Frankly, we don't know if dividing Microsoft Corp. into separate operating-systems and applications companies will increase competition any better than forcing it to accept changes in its business conduct or chopping it into three rival "Baby Bills." We do know that something must be done. Innovation is at the heart of America's current and future prosperity, and every effort must be made to keep markets totally open to the information technologies sweeping society.
Just read the absolutely chilling tale of abusive, monopolistic bullying by Microsoft against the best and the brightest in the high tech industry--Compaq, Sun Microsystems, IBM, Intel, and, of course, Netscape (www.usdoj.gov/atr/cases/ms_findings.htm). The story that emerges from conservative Judge Thomas P. Jackson's fact-finding is of Microsoft using its monopoly of computer operating systems to dominate PC makers, crush potential rivals, control Internet service providers, and harm consumers.
Alas, the tale doesn't end with his July, 1999, decision.
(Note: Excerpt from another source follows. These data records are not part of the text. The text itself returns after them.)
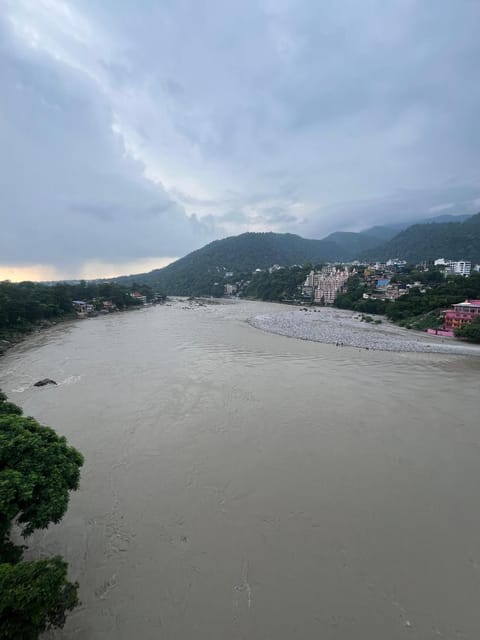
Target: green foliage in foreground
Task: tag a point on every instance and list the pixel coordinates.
(34, 596)
(25, 304)
(37, 471)
(470, 332)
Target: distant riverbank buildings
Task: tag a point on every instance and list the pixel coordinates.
(323, 286)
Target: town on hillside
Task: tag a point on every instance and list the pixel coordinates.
(441, 296)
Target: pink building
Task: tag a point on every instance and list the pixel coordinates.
(461, 314)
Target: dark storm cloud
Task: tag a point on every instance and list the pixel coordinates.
(132, 131)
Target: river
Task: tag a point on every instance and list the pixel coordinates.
(245, 485)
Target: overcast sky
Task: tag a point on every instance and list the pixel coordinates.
(135, 131)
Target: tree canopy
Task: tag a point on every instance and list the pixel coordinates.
(38, 469)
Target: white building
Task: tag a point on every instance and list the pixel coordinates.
(455, 267)
(325, 285)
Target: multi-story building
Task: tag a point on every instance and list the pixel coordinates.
(324, 286)
(455, 267)
(461, 314)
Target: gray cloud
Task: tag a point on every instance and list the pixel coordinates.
(131, 131)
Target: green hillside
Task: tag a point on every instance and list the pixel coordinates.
(199, 271)
(451, 240)
(352, 243)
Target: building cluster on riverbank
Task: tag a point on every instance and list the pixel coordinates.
(324, 286)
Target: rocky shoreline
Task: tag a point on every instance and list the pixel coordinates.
(344, 328)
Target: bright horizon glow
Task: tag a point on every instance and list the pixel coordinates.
(88, 271)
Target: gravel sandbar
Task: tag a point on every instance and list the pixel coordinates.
(344, 328)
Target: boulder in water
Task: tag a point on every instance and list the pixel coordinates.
(45, 381)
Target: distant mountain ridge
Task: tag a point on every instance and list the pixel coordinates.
(197, 272)
(451, 240)
(204, 271)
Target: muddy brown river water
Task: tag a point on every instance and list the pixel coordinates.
(244, 485)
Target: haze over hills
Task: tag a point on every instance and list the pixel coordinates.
(201, 271)
(451, 240)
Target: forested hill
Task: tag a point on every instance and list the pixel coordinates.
(451, 240)
(197, 273)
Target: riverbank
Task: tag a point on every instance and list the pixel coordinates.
(16, 337)
(344, 328)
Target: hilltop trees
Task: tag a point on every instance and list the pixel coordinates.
(37, 471)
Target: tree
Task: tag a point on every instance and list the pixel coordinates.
(34, 597)
(37, 471)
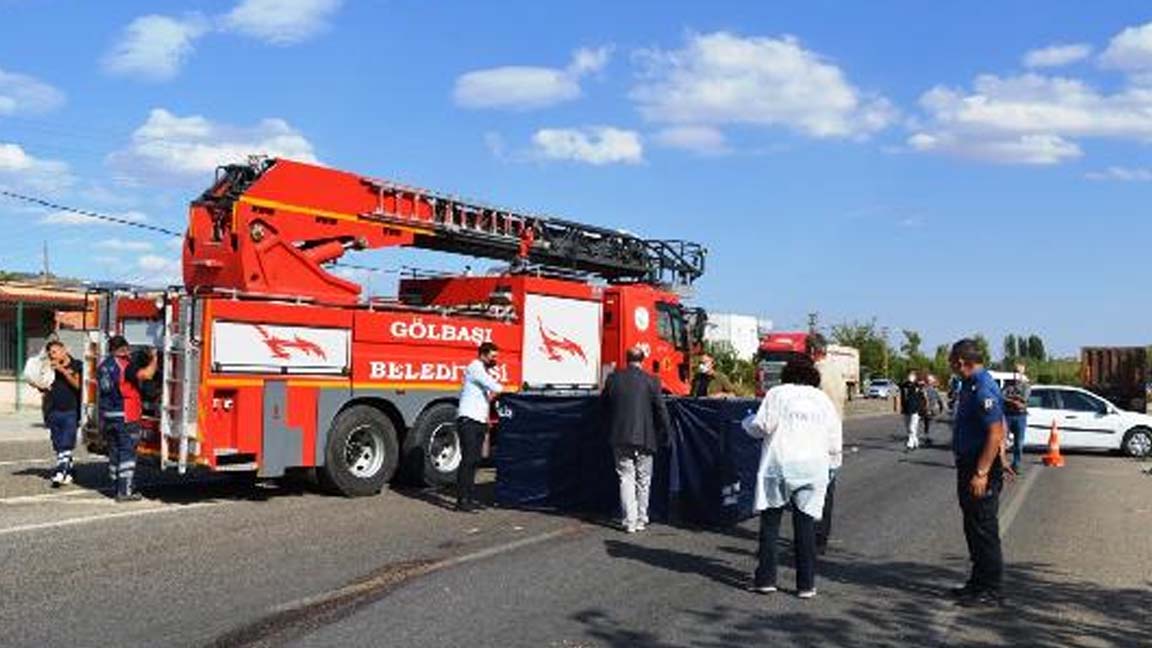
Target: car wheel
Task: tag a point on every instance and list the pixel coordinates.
(1138, 443)
(362, 452)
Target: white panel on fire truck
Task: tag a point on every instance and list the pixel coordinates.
(561, 341)
(143, 332)
(270, 348)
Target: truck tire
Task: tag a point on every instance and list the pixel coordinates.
(362, 452)
(1137, 443)
(432, 449)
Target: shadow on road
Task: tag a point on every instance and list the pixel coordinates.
(894, 603)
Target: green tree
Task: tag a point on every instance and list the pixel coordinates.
(911, 346)
(1012, 351)
(868, 338)
(982, 343)
(1036, 349)
(940, 366)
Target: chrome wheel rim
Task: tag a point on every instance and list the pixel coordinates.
(364, 452)
(444, 449)
(1139, 444)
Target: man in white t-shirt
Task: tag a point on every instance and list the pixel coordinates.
(477, 392)
(833, 385)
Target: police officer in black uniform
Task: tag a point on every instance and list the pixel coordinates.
(978, 437)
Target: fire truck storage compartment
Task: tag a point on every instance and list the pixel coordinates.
(247, 347)
(561, 343)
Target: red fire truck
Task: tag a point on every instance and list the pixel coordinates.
(270, 361)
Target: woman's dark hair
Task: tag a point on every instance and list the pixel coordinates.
(801, 370)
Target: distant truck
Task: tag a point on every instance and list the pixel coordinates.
(778, 348)
(1118, 374)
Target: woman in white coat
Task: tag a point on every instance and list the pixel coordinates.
(802, 446)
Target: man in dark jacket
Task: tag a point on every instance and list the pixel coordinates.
(638, 424)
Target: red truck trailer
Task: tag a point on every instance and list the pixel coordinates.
(271, 362)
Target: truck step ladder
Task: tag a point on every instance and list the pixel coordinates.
(177, 401)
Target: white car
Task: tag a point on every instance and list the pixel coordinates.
(1085, 421)
(881, 387)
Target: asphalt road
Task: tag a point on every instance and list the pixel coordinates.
(230, 564)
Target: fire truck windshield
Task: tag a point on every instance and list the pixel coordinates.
(671, 324)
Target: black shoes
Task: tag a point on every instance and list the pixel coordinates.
(470, 506)
(970, 596)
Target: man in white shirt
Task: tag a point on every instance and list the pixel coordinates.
(833, 385)
(477, 392)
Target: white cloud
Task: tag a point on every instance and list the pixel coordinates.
(1121, 174)
(23, 171)
(69, 218)
(173, 147)
(596, 145)
(1029, 119)
(153, 47)
(126, 246)
(703, 140)
(524, 88)
(1130, 50)
(282, 22)
(1055, 55)
(21, 93)
(156, 270)
(1023, 149)
(720, 78)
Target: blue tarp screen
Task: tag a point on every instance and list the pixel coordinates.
(552, 452)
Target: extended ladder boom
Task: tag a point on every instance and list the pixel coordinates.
(270, 226)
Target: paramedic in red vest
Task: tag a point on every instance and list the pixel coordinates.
(121, 409)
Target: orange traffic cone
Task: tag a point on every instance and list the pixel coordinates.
(1053, 458)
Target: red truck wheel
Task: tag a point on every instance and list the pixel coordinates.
(362, 453)
(432, 449)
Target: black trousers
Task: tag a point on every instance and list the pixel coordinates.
(824, 526)
(982, 526)
(471, 443)
(804, 544)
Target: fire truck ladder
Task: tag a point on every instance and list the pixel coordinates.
(177, 396)
(475, 228)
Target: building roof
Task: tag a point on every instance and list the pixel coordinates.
(60, 299)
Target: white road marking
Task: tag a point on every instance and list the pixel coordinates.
(50, 496)
(947, 613)
(89, 519)
(22, 461)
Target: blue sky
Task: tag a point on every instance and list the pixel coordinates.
(944, 168)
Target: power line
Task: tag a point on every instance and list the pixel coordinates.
(97, 216)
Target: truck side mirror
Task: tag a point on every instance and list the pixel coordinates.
(699, 318)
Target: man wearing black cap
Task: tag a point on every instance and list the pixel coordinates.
(121, 409)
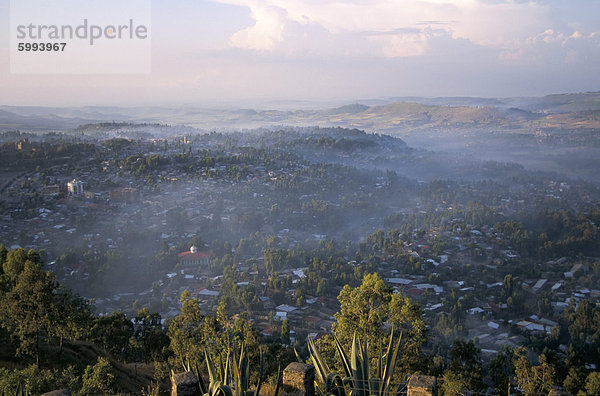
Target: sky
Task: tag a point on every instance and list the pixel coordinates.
(257, 53)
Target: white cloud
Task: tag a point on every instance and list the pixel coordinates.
(498, 24)
(266, 31)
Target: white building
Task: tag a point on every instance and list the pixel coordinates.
(75, 187)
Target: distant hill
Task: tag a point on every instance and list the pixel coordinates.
(577, 111)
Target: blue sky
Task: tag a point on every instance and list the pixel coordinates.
(250, 52)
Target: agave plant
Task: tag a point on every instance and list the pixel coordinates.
(222, 383)
(356, 369)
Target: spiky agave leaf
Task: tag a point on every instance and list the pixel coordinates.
(343, 357)
(217, 388)
(390, 363)
(212, 375)
(318, 361)
(260, 373)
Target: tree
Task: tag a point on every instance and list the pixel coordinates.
(285, 332)
(365, 309)
(465, 366)
(533, 380)
(151, 335)
(27, 309)
(99, 378)
(185, 331)
(575, 380)
(592, 383)
(112, 332)
(501, 369)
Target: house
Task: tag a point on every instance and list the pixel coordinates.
(194, 258)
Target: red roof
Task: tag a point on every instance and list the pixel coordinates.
(193, 256)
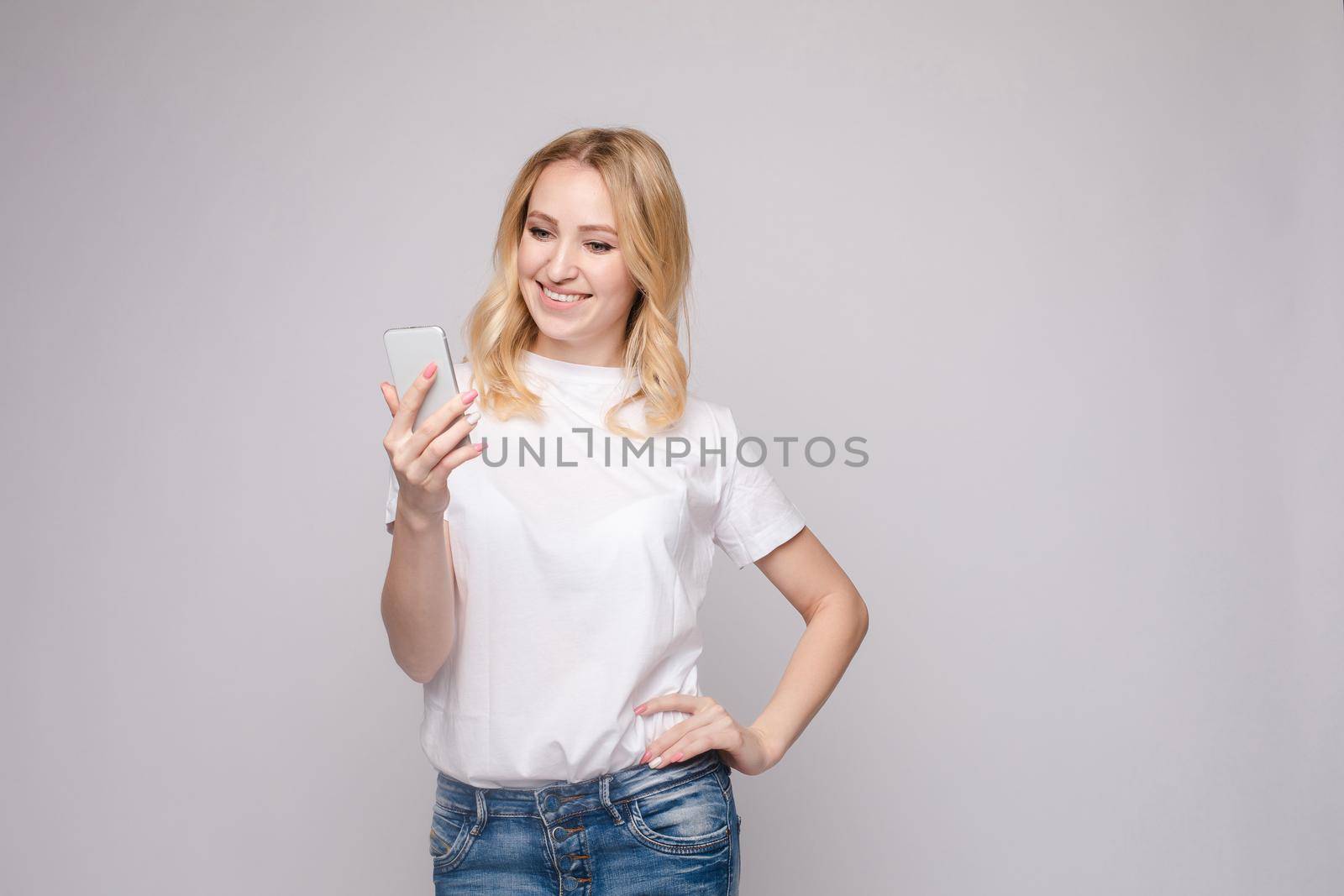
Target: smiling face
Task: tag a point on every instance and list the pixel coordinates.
(570, 246)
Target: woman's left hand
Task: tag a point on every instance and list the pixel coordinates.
(710, 727)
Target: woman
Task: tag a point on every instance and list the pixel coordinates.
(551, 614)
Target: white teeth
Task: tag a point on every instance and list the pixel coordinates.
(562, 298)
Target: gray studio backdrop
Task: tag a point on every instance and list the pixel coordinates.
(1070, 268)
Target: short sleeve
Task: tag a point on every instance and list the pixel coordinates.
(754, 516)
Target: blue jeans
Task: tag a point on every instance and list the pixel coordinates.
(638, 832)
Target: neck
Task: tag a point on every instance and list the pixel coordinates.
(604, 354)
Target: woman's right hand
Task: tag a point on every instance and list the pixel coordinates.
(423, 458)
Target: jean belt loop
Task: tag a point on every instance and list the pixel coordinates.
(480, 812)
(604, 789)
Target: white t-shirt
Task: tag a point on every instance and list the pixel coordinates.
(580, 579)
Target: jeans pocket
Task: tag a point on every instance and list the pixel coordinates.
(449, 836)
(691, 817)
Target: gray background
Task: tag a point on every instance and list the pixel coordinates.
(1068, 266)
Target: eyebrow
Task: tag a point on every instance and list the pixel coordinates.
(585, 228)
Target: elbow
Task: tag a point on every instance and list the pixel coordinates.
(860, 617)
(423, 673)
It now appears that even as Microsoft was in court, it may have redesigned software to harm Palm handheld devices and configured Windows 2000 software to favor Microsoft server software. The behavior in new markets is similar to that which brought about the antitrust case in the first place.
That conduct clearly stands out in the brief filed for the Justice Dept. by conservative Stanford economist Paul Romer, who said Microsoft acted to curb the innovations promised by Netscape's browser and Sun's Java programming language: "Microsoft's predatory acts had a chilling effect on innovative efforts by all people who might have developed other software Microsoft found threatening." And "consumers did not get the innovative products the technology being developed by Netscape and Sun might have delivered."
Innovation is the lifeblood of the economy, and behavior that inhibits it can't be accepted. The case against Microsoft isn't about big government vs. business, or civil-service clerks punishing successful entrepreneurs. It isn't even about pricing, the traditional measure of antitrust. It's about restraint of innovation--the worst sin in an era of technological change.
Romer, best known for his theoretical work on how innovation helps consumers, argues that splitting Microsoft into operating and applications companies would create new competitive markets. Small software companies would have greater incentive to innovate by selling to both of them, with consumers reaping the benefits. However the antitrust case against Microsoft plays out in the end, the solution must guarantee that innovation is promoted above all.